Vanilla Ether (ETH) staking is generating eye-catching returns for crypto hopefuls amid the broader market crisis, with returns for most fixed-income crypto products dropping to as low as 0%.
The operations of centralized crypto credit companies such as Genesis and Circle have been caught in the contagion risks stemming from the FTX exchange over the past few weeks. Withdrawals were suspended at Genesis, while returns on customer stablecoin deposits at Circle dropped to 0%.
The decentralized finance (DeFi) market is getting stronger. Users who simply stake staked ether (stETH) at the Lido staking service earn up to 10.7% – an all-time high since the Merge event – with even higher returns for holders as value of stETH increases.
stETH is a token representing an equivalent amount of ether that has been staked. Staked tokens are locked for an extended period to provide liquidity to the staked ether.
“Recently, the liquid staking protocol also had to increase rebasing oracle limits from 10% to 17.5% to allow stETH token holders to increase rewards,” Delphi Digital analysts said in a statement. Friday note. Rebase, or rubber band, tokens are cryptocurrencies that automatically adjust supply levels to maintain a constant value.

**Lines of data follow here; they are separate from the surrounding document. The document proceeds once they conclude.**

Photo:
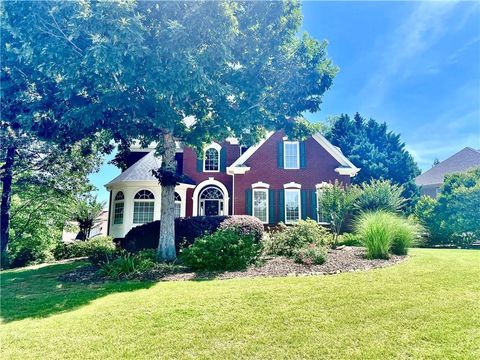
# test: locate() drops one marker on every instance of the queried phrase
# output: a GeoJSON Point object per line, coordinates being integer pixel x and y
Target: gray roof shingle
{"type": "Point", "coordinates": [140, 171]}
{"type": "Point", "coordinates": [463, 160]}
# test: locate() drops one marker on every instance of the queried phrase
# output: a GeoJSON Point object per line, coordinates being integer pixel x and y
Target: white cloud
{"type": "Point", "coordinates": [424, 27]}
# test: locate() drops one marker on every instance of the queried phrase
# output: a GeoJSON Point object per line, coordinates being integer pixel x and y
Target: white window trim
{"type": "Point", "coordinates": [260, 184]}
{"type": "Point", "coordinates": [253, 204]}
{"type": "Point", "coordinates": [292, 185]}
{"type": "Point", "coordinates": [218, 148]}
{"type": "Point", "coordinates": [299, 205]}
{"type": "Point", "coordinates": [285, 154]}
{"type": "Point", "coordinates": [142, 201]}
{"type": "Point", "coordinates": [115, 202]}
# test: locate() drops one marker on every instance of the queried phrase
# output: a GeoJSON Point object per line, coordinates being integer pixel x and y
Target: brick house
{"type": "Point", "coordinates": [275, 180]}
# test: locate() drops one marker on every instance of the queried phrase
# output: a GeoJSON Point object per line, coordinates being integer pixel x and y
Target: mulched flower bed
{"type": "Point", "coordinates": [343, 259]}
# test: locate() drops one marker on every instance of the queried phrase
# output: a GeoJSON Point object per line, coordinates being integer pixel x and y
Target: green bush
{"type": "Point", "coordinates": [222, 250]}
{"type": "Point", "coordinates": [245, 225]}
{"type": "Point", "coordinates": [311, 254]}
{"type": "Point", "coordinates": [288, 239]}
{"type": "Point", "coordinates": [100, 249]}
{"type": "Point", "coordinates": [451, 219]}
{"type": "Point", "coordinates": [379, 195]}
{"type": "Point", "coordinates": [349, 239]}
{"type": "Point", "coordinates": [127, 264]}
{"type": "Point", "coordinates": [383, 232]}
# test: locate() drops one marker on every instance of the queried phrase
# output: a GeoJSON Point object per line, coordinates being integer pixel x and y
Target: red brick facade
{"type": "Point", "coordinates": [319, 166]}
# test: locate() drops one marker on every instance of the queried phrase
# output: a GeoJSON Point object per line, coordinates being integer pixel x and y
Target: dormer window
{"type": "Point", "coordinates": [211, 161]}
{"type": "Point", "coordinates": [291, 155]}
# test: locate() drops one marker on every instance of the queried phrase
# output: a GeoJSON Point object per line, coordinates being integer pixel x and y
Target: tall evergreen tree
{"type": "Point", "coordinates": [379, 153]}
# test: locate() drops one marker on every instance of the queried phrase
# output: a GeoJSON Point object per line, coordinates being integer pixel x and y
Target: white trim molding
{"type": "Point", "coordinates": [299, 205]}
{"type": "Point", "coordinates": [323, 185]}
{"type": "Point", "coordinates": [257, 190]}
{"type": "Point", "coordinates": [201, 186]}
{"type": "Point", "coordinates": [297, 144]}
{"type": "Point", "coordinates": [292, 185]}
{"type": "Point", "coordinates": [260, 184]}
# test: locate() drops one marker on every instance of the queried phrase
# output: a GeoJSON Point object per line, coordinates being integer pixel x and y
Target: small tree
{"type": "Point", "coordinates": [336, 203]}
{"type": "Point", "coordinates": [452, 218]}
{"type": "Point", "coordinates": [87, 213]}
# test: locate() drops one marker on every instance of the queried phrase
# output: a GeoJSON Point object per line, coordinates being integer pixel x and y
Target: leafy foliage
{"type": "Point", "coordinates": [379, 195]}
{"type": "Point", "coordinates": [377, 151]}
{"type": "Point", "coordinates": [336, 203]}
{"type": "Point", "coordinates": [138, 69]}
{"type": "Point", "coordinates": [222, 250]}
{"type": "Point", "coordinates": [245, 225]}
{"type": "Point", "coordinates": [289, 239]}
{"type": "Point", "coordinates": [452, 218]}
{"type": "Point", "coordinates": [188, 229]}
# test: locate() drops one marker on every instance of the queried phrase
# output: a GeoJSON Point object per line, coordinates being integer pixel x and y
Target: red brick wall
{"type": "Point", "coordinates": [320, 166]}
{"type": "Point", "coordinates": [190, 169]}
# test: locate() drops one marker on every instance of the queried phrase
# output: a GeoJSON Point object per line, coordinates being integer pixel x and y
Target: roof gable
{"type": "Point", "coordinates": [346, 166]}
{"type": "Point", "coordinates": [463, 160]}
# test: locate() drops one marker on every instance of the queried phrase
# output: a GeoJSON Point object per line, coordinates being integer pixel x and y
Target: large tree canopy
{"type": "Point", "coordinates": [138, 69]}
{"type": "Point", "coordinates": [379, 153]}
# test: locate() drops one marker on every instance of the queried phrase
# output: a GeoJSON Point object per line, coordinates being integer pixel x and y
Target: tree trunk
{"type": "Point", "coordinates": [6, 197]}
{"type": "Point", "coordinates": [166, 244]}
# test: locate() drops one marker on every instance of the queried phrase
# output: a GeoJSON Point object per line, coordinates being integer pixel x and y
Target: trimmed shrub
{"type": "Point", "coordinates": [349, 239]}
{"type": "Point", "coordinates": [223, 250]}
{"type": "Point", "coordinates": [380, 195]}
{"type": "Point", "coordinates": [245, 225]}
{"type": "Point", "coordinates": [127, 264]}
{"type": "Point", "coordinates": [187, 230]}
{"type": "Point", "coordinates": [312, 254]}
{"type": "Point", "coordinates": [289, 239]}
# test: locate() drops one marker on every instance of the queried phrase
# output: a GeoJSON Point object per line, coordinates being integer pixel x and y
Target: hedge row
{"type": "Point", "coordinates": [188, 229]}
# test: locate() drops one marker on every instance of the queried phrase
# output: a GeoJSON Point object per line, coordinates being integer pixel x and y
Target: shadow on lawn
{"type": "Point", "coordinates": [28, 293]}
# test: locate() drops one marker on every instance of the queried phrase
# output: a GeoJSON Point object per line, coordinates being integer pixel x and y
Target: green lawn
{"type": "Point", "coordinates": [426, 307]}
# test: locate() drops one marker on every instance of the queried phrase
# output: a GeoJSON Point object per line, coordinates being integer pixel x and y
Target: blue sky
{"type": "Point", "coordinates": [414, 65]}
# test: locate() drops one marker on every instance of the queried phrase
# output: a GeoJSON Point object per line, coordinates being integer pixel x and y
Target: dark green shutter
{"type": "Point", "coordinates": [304, 206]}
{"type": "Point", "coordinates": [280, 155]}
{"type": "Point", "coordinates": [313, 204]}
{"type": "Point", "coordinates": [271, 207]}
{"type": "Point", "coordinates": [281, 205]}
{"type": "Point", "coordinates": [199, 165]}
{"type": "Point", "coordinates": [223, 160]}
{"type": "Point", "coordinates": [303, 159]}
{"type": "Point", "coordinates": [248, 201]}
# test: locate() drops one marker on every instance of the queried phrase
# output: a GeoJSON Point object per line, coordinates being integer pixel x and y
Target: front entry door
{"type": "Point", "coordinates": [211, 207]}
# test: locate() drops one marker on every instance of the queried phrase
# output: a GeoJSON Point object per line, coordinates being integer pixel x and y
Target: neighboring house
{"type": "Point", "coordinates": [431, 180]}
{"type": "Point", "coordinates": [70, 232]}
{"type": "Point", "coordinates": [275, 180]}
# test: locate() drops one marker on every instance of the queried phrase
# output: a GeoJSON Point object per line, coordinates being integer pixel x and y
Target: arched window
{"type": "Point", "coordinates": [178, 205]}
{"type": "Point", "coordinates": [211, 161]}
{"type": "Point", "coordinates": [118, 208]}
{"type": "Point", "coordinates": [211, 201]}
{"type": "Point", "coordinates": [143, 207]}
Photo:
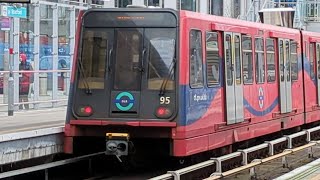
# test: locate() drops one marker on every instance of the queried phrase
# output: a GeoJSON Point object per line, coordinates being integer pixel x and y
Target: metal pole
{"type": "Point", "coordinates": [11, 80]}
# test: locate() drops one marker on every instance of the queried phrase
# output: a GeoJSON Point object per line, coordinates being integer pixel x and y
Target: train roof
{"type": "Point", "coordinates": [238, 23]}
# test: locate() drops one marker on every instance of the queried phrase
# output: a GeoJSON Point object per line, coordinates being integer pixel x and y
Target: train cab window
{"type": "Point", "coordinates": [196, 70]}
{"type": "Point", "coordinates": [271, 67]}
{"type": "Point", "coordinates": [294, 60]}
{"type": "Point", "coordinates": [312, 59]}
{"type": "Point", "coordinates": [247, 65]}
{"type": "Point", "coordinates": [259, 54]}
{"type": "Point", "coordinates": [161, 54]}
{"type": "Point", "coordinates": [93, 59]}
{"type": "Point", "coordinates": [212, 58]}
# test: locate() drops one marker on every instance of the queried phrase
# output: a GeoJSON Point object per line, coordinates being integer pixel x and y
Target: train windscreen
{"type": "Point", "coordinates": [127, 65]}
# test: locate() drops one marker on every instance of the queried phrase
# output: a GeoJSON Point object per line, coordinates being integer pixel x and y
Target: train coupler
{"type": "Point", "coordinates": [117, 144]}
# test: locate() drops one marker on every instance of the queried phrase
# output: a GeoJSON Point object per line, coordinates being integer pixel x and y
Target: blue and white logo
{"type": "Point", "coordinates": [261, 98]}
{"type": "Point", "coordinates": [124, 101]}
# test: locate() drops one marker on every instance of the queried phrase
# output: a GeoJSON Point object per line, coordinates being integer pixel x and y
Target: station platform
{"type": "Point", "coordinates": [32, 120]}
{"type": "Point", "coordinates": [309, 171]}
{"type": "Point", "coordinates": [31, 134]}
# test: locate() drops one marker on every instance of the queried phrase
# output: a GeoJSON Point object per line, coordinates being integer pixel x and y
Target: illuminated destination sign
{"type": "Point", "coordinates": [15, 1]}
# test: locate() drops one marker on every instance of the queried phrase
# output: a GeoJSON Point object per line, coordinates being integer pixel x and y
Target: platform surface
{"type": "Point", "coordinates": [32, 120]}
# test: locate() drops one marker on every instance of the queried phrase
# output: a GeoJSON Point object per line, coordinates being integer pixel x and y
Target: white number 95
{"type": "Point", "coordinates": [164, 100]}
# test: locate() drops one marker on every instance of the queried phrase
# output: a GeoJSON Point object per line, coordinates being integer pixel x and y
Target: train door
{"type": "Point", "coordinates": [126, 73]}
{"type": "Point", "coordinates": [285, 76]}
{"type": "Point", "coordinates": [233, 78]}
{"type": "Point", "coordinates": [318, 71]}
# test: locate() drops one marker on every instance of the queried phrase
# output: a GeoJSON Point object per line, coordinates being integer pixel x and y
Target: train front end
{"type": "Point", "coordinates": [123, 97]}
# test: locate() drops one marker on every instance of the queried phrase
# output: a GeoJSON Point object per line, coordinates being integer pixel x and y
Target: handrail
{"type": "Point", "coordinates": [244, 153]}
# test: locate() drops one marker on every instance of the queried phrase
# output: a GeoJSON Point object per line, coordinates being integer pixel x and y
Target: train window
{"type": "Point", "coordinates": [122, 3]}
{"type": "Point", "coordinates": [318, 60]}
{"type": "Point", "coordinates": [281, 59]}
{"type": "Point", "coordinates": [196, 70]}
{"type": "Point", "coordinates": [247, 65]}
{"type": "Point", "coordinates": [271, 66]}
{"type": "Point", "coordinates": [212, 58]}
{"type": "Point", "coordinates": [237, 59]}
{"type": "Point", "coordinates": [311, 59]}
{"type": "Point", "coordinates": [161, 53]}
{"type": "Point", "coordinates": [259, 54]}
{"type": "Point", "coordinates": [93, 59]}
{"type": "Point", "coordinates": [288, 61]}
{"type": "Point", "coordinates": [294, 60]}
{"type": "Point", "coordinates": [130, 42]}
{"type": "Point", "coordinates": [228, 59]}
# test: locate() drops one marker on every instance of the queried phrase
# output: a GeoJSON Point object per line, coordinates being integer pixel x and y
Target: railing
{"type": "Point", "coordinates": [271, 145]}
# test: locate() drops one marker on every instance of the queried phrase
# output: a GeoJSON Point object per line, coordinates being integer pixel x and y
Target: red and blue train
{"type": "Point", "coordinates": [181, 83]}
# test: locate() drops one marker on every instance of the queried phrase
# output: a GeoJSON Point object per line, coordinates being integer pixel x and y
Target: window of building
{"type": "Point", "coordinates": [259, 54]}
{"type": "Point", "coordinates": [247, 64]}
{"type": "Point", "coordinates": [271, 66]}
{"type": "Point", "coordinates": [196, 70]}
{"type": "Point", "coordinates": [294, 61]}
{"type": "Point", "coordinates": [312, 59]}
{"type": "Point", "coordinates": [212, 58]}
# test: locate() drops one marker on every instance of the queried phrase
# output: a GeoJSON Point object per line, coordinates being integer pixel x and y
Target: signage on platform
{"type": "Point", "coordinates": [17, 12]}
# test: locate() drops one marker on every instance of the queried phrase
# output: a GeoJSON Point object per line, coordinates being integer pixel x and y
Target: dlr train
{"type": "Point", "coordinates": [151, 82]}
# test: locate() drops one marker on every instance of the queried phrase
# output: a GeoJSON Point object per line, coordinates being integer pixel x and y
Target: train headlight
{"type": "Point", "coordinates": [85, 111]}
{"type": "Point", "coordinates": [163, 112]}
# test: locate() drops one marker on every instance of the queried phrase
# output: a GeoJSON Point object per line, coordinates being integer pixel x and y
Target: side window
{"type": "Point", "coordinates": [212, 58]}
{"type": "Point", "coordinates": [294, 61]}
{"type": "Point", "coordinates": [318, 59]}
{"type": "Point", "coordinates": [311, 59]}
{"type": "Point", "coordinates": [259, 54]}
{"type": "Point", "coordinates": [237, 54]}
{"type": "Point", "coordinates": [271, 66]}
{"type": "Point", "coordinates": [228, 59]}
{"type": "Point", "coordinates": [196, 70]}
{"type": "Point", "coordinates": [247, 65]}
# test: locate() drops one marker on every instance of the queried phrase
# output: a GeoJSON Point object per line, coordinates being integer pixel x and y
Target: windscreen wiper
{"type": "Point", "coordinates": [165, 81]}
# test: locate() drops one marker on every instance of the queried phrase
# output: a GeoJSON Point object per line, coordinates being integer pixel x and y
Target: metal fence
{"type": "Point", "coordinates": [47, 37]}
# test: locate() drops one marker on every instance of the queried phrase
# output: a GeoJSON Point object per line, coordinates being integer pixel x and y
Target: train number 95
{"type": "Point", "coordinates": [164, 100]}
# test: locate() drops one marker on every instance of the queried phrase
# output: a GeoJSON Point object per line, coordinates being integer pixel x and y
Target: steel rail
{"type": "Point", "coordinates": [47, 166]}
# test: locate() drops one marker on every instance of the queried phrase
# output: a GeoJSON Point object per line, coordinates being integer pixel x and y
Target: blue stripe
{"type": "Point", "coordinates": [262, 112]}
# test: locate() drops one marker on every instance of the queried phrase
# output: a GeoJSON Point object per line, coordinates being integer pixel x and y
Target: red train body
{"type": "Point", "coordinates": [231, 80]}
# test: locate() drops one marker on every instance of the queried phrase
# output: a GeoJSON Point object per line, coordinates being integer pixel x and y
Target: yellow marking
{"type": "Point", "coordinates": [30, 128]}
{"type": "Point", "coordinates": [110, 135]}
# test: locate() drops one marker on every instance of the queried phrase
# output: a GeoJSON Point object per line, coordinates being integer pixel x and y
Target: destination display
{"type": "Point", "coordinates": [15, 1]}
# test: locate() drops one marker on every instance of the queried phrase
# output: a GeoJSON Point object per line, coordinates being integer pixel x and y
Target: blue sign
{"type": "Point", "coordinates": [124, 101]}
{"type": "Point", "coordinates": [18, 12]}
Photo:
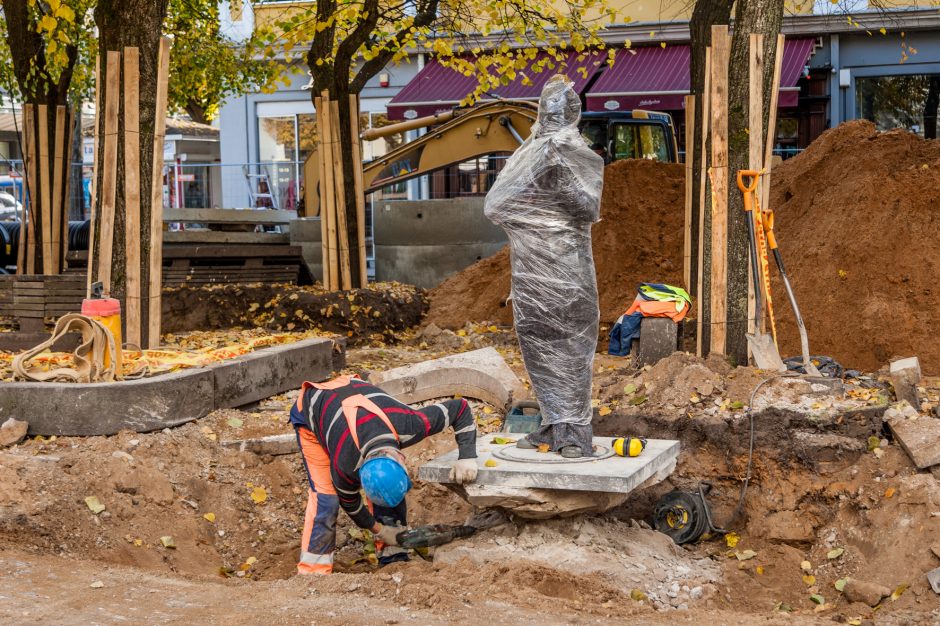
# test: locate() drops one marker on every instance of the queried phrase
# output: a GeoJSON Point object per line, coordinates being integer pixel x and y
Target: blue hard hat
{"type": "Point", "coordinates": [385, 481]}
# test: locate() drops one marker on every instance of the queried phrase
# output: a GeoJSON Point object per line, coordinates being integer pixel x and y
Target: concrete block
{"type": "Point", "coordinates": [659, 337]}
{"type": "Point", "coordinates": [480, 374]}
{"type": "Point", "coordinates": [905, 376]}
{"type": "Point", "coordinates": [271, 371]}
{"type": "Point", "coordinates": [275, 445]}
{"type": "Point", "coordinates": [920, 438]}
{"type": "Point", "coordinates": [611, 475]}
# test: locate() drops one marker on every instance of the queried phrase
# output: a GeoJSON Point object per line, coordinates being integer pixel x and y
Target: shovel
{"type": "Point", "coordinates": [763, 347]}
{"type": "Point", "coordinates": [767, 218]}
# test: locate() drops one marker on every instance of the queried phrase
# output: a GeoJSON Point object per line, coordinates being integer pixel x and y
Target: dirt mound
{"type": "Point", "coordinates": [639, 239]}
{"type": "Point", "coordinates": [859, 232]}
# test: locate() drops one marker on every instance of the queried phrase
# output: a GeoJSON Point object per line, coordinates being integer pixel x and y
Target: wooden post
{"type": "Point", "coordinates": [755, 122]}
{"type": "Point", "coordinates": [706, 104]}
{"type": "Point", "coordinates": [45, 205]}
{"type": "Point", "coordinates": [58, 178]}
{"type": "Point", "coordinates": [721, 49]}
{"type": "Point", "coordinates": [155, 274]}
{"type": "Point", "coordinates": [329, 210]}
{"type": "Point", "coordinates": [687, 239]}
{"type": "Point", "coordinates": [132, 313]}
{"type": "Point", "coordinates": [321, 172]}
{"type": "Point", "coordinates": [109, 165]}
{"type": "Point", "coordinates": [29, 131]}
{"type": "Point", "coordinates": [360, 192]}
{"type": "Point", "coordinates": [93, 192]}
{"type": "Point", "coordinates": [772, 123]}
{"type": "Point", "coordinates": [342, 232]}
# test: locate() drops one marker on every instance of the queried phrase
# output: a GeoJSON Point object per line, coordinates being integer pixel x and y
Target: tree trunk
{"type": "Point", "coordinates": [27, 51]}
{"type": "Point", "coordinates": [930, 108]}
{"type": "Point", "coordinates": [705, 14]}
{"type": "Point", "coordinates": [751, 16]}
{"type": "Point", "coordinates": [122, 24]}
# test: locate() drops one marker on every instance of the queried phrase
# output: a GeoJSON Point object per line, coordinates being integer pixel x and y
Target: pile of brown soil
{"type": "Point", "coordinates": [639, 239]}
{"type": "Point", "coordinates": [859, 232]}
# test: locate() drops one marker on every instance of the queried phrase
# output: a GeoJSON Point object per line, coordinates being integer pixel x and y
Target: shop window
{"type": "Point", "coordinates": [908, 102]}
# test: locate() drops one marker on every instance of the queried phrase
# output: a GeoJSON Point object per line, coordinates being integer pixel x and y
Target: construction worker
{"type": "Point", "coordinates": [350, 435]}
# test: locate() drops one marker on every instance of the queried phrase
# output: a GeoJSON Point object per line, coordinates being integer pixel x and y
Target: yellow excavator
{"type": "Point", "coordinates": [497, 128]}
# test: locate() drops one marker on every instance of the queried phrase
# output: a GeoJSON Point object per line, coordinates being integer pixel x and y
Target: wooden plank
{"type": "Point", "coordinates": [58, 164]}
{"type": "Point", "coordinates": [154, 274]}
{"type": "Point", "coordinates": [706, 103]}
{"type": "Point", "coordinates": [687, 238]}
{"type": "Point", "coordinates": [721, 48]}
{"type": "Point", "coordinates": [342, 229]}
{"type": "Point", "coordinates": [229, 216]}
{"type": "Point", "coordinates": [755, 122]}
{"type": "Point", "coordinates": [93, 192]}
{"type": "Point", "coordinates": [29, 132]}
{"type": "Point", "coordinates": [215, 236]}
{"type": "Point", "coordinates": [109, 168]}
{"type": "Point", "coordinates": [321, 172]}
{"type": "Point", "coordinates": [329, 210]}
{"type": "Point", "coordinates": [360, 191]}
{"type": "Point", "coordinates": [772, 123]}
{"type": "Point", "coordinates": [45, 191]}
{"type": "Point", "coordinates": [132, 193]}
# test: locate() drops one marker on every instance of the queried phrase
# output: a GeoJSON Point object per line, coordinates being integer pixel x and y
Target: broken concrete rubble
{"type": "Point", "coordinates": [481, 374]}
{"type": "Point", "coordinates": [12, 432]}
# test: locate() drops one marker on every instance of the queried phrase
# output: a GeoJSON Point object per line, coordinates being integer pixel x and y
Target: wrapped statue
{"type": "Point", "coordinates": [546, 199]}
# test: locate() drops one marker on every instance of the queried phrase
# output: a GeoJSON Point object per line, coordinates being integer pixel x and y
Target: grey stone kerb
{"type": "Point", "coordinates": [170, 399]}
{"type": "Point", "coordinates": [481, 374]}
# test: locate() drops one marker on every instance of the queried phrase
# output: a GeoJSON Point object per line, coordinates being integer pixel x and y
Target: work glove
{"type": "Point", "coordinates": [388, 534]}
{"type": "Point", "coordinates": [464, 471]}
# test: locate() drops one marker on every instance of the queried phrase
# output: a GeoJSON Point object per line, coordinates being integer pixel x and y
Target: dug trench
{"type": "Point", "coordinates": [234, 518]}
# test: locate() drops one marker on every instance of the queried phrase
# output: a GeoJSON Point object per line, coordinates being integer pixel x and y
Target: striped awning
{"type": "Point", "coordinates": [658, 78]}
{"type": "Point", "coordinates": [437, 88]}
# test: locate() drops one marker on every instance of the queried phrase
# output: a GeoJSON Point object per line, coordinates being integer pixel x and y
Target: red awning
{"type": "Point", "coordinates": [437, 88]}
{"type": "Point", "coordinates": [658, 78]}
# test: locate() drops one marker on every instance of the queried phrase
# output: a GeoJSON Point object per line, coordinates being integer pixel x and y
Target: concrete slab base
{"type": "Point", "coordinates": [480, 374]}
{"type": "Point", "coordinates": [169, 399]}
{"type": "Point", "coordinates": [611, 475]}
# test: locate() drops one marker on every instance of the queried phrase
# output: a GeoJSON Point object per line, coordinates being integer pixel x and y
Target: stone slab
{"type": "Point", "coordinates": [480, 374]}
{"type": "Point", "coordinates": [612, 475]}
{"type": "Point", "coordinates": [156, 402]}
{"type": "Point", "coordinates": [905, 376]}
{"type": "Point", "coordinates": [920, 438]}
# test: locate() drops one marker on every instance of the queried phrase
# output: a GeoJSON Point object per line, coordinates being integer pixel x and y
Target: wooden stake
{"type": "Point", "coordinates": [156, 199]}
{"type": "Point", "coordinates": [93, 192]}
{"type": "Point", "coordinates": [45, 205]}
{"type": "Point", "coordinates": [329, 209]}
{"type": "Point", "coordinates": [360, 192]}
{"type": "Point", "coordinates": [706, 103]}
{"type": "Point", "coordinates": [321, 172]}
{"type": "Point", "coordinates": [689, 139]}
{"type": "Point", "coordinates": [755, 122]}
{"type": "Point", "coordinates": [29, 133]}
{"type": "Point", "coordinates": [342, 231]}
{"type": "Point", "coordinates": [109, 165]}
{"type": "Point", "coordinates": [58, 178]}
{"type": "Point", "coordinates": [772, 123]}
{"type": "Point", "coordinates": [719, 224]}
{"type": "Point", "coordinates": [132, 193]}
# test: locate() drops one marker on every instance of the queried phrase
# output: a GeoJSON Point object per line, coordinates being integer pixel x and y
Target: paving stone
{"type": "Point", "coordinates": [480, 374]}
{"type": "Point", "coordinates": [920, 438]}
{"type": "Point", "coordinates": [612, 475]}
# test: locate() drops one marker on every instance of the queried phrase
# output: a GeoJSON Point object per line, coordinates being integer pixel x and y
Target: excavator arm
{"type": "Point", "coordinates": [459, 136]}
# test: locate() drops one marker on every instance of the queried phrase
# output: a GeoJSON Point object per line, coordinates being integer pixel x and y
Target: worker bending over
{"type": "Point", "coordinates": [351, 434]}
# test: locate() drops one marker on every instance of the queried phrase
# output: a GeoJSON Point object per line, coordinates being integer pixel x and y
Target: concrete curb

Rising rewards have led to related borrowing strategies offering returns of up to 25.5% on the interest-bearing compound ether (icETH) product offered by Index Coop.
Due to the increased rewards, the return earned by recursive borrowing strategies such as icETH also reached an all-time high of 25.5% since the merger. It stands at 24.05% at the time of writing.
The Interest Compound ETH Index (icETH) enhances staking returns through a leveraged staking strategy. The strategy uses a user’s stETH tokens as collateral on the DeFi lending service Aave to borrow wrapped ether (WETH) – a token that tracks ether – which is in turn used to purchase additional stETH tokens .
This effectively takes advantage of the amount of collateral provided to Aave and uses it to increase the returns for traders.
The data show some $21 million worth of icETH tokens are currently on the market, of which $12 million is used on Aave to generate additional returns for holders.
However, there are some caveats to these high yields.
“In addition to smart contract risk, investors in icETH should consider the liquidation risk of borrowing ETH from Aave,” Delphi analysts said. “And the interest rate risk related to the spread between the cost of borrowing and the return on staking.”